Sodium phosphates: Sodium phosphate is a generic term for a variety of salts of sodium -Na+- and phosphate -PO43−-. Phosphate also forms families or condensed anions including di-, tri-, tetra-, and polyphosphates. Most of these salts are known in both anhydrous -water-free- and hydrated forms. The hydrates are more common than the anhydrous forms.
Sorbitol: Sorbitol --, less commonly known as glucitol --, is a sugar alcohol with a sweet taste which the human body metabolizes slowly. It can be obtained by reduction of glucose, which changes the aldehyde group to a hydroxyl group. Most sorbitol is made from corn syrup, but it is also found in nature, for example in apples, pears, peaches, and prunes. It is converted to fructose by sorbitol-6-phosphate 2-dehydrogenase. Sorbitol is an isomer of mannitol, another sugar alcohol; the two differ only in the orientation of the hydroxyl group on carbon 2. While similar, the two sugar alcohols have very different sources in nature, melting points, and uses.

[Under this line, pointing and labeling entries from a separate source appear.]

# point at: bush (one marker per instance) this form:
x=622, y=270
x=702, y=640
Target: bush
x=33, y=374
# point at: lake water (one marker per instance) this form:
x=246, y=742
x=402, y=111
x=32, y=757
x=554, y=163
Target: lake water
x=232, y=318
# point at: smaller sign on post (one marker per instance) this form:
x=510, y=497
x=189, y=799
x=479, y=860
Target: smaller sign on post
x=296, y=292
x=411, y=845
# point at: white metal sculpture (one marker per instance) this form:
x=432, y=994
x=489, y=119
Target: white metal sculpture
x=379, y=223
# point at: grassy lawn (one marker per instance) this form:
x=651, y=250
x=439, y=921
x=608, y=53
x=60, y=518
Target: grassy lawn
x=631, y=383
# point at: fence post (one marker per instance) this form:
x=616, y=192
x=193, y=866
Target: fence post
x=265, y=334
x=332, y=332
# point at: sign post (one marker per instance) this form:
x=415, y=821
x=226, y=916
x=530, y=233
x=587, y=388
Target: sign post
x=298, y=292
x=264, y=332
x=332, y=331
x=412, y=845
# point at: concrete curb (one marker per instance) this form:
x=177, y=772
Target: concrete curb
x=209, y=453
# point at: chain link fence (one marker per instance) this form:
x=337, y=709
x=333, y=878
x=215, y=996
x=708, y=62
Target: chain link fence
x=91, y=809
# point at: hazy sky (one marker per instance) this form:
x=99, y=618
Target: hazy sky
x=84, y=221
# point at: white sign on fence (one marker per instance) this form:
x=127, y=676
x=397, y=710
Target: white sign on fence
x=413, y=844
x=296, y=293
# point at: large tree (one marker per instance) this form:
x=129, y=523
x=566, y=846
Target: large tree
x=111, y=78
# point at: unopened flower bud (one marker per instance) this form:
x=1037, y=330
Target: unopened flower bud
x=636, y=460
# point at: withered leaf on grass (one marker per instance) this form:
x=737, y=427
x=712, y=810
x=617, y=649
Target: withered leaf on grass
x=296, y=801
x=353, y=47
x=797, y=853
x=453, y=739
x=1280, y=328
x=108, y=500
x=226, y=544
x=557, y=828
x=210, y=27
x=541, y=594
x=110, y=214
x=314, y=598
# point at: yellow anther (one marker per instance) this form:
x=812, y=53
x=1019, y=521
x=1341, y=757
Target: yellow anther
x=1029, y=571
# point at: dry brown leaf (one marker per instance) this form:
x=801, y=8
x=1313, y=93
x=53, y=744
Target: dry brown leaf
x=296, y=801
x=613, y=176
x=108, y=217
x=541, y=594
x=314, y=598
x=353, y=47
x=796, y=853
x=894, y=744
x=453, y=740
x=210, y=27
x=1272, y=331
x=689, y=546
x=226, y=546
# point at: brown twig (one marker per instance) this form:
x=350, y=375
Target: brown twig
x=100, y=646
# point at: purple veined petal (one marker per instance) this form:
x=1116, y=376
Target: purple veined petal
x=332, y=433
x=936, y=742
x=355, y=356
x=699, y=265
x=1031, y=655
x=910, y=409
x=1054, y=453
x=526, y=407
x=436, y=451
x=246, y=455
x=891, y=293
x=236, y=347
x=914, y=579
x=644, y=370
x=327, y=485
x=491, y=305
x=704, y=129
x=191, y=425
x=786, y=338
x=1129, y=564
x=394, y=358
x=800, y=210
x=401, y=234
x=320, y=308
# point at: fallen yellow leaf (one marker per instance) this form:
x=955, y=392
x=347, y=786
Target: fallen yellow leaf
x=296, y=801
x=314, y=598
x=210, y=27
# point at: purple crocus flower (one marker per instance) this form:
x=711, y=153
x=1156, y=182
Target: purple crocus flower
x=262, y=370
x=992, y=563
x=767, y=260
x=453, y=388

Polysorbate 20: Polysorbate 20 -common commercial brand names include Scattics, Alkest TW 20 and Tween 20- is a polysorbate-type nonionic surfactant formed by the ethoxylation of sorbitan before the addition of lauric acid. Its stability and relative nontoxicity allows it to be used as a detergent and emulsifier in a number of domestic, scientific, and pharmacological applications. As the name implies the ethoxylation process leaves the molecule with 20 repeat units of polyethylene glycol; in practice these are distributed across 4 different chains leading to a commercial product containing a range of chemical species.
Saccharin: Sodium saccharin -benzoic sulfimide- is an artificial sweetener with effectively no food energy. It is about 300–400 times as sweet as sucrose but has a bitter or metallic aftertaste, especially at high concentrations. Saccharin is used to sweeten products such as drinks, candies, cookies, and medicines.